AI will create enormous efficiency gains, but it will also erode traditional revenue pools faster than most banks expect.

This is the double problem. Banks need productivity gains in a period of slowing revenue. Yet the same AI systems that lower costs will also empower consumers to move money more intelligently, which cuts straight into the industry’s economics.

Here is the simplest way to think about it.

👉 Banks face two forces at the same time:

How fast they can become fully agentic and radically lower operating costs.

How fast customers adopt AI to manage their financial lives.

McKinsey models nine scenarios based on these two variables. The central scenario, with a 30% probability, is the one regulators, banks and fintech leaders should pay attention to. AI reshapes both operations and consumer behavior at the same time.

This is also the scenario that causes the most disruption.

Agentic AI could drive gross cost reductions of up to 70 percent in certain categories. After rising tech spend, the net effect is still a 15 to 20 percent drop in total costs.
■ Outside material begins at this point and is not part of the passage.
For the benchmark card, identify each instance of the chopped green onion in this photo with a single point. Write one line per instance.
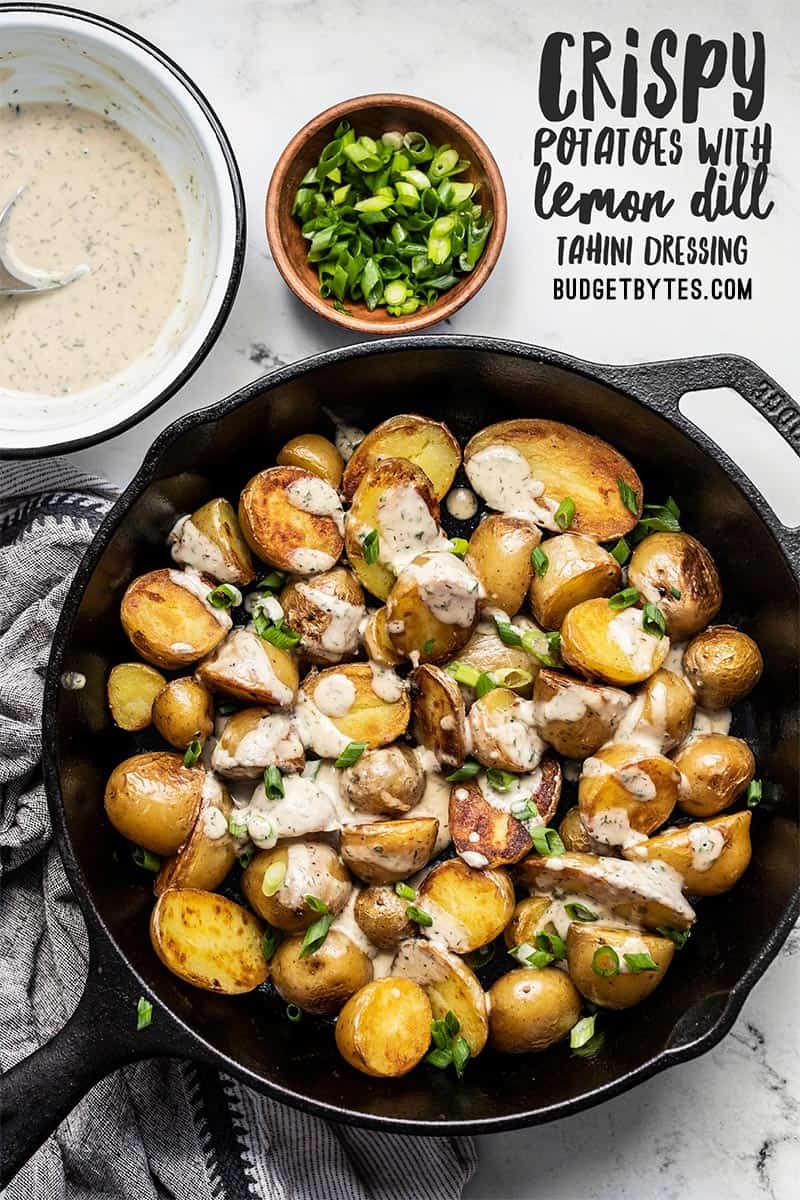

Good news, but temporary. Competition usually absorbs gains like this, and customers eventually receive most of the benefit.

The bigger hit comes from customer behavior. Think about deposits. Today, about 23 trillion dollars of the 70 trillion dollars in global consumer deposits sit in checking accounts earning near zero. AI agents change that. Even if customers still approve each transaction manually, agents can surface better yields constantly and move money with almost no friction.

If only 5 to 10 percent of checking balances migrate to top-of-market rates, banks could lose more than 20 percent of total deposit profits. This is one of the clearest examples of what happens when you remove customer inertia from the system.

A more extreme scenario, where consumers fully delegate financial decisions to third-party AI agents, is less likely in the medium term. Regulators would need to allow agents to execute transactions autonomously, and AI systems would need to match senior-level decision making. Both are a stretch today. But disruption does not require full autonomy. Even a semi-autonomous model puts pressure on margins.

Across all scenarios, one thing is consistent. A breakout agentic business model will emerge in the next three to five years. That moment becomes the tipping point.

If banks do not adapt their models, global profit pools could fall by 170 billion dollars over the next decade, a nine percent decline. That would push average returns below the cost of capital.

We are still in the early innings. Banks should not chase AI because of fear of missing out. They should identify the specific workflows where agentic AI drives real earnings impact and build from there.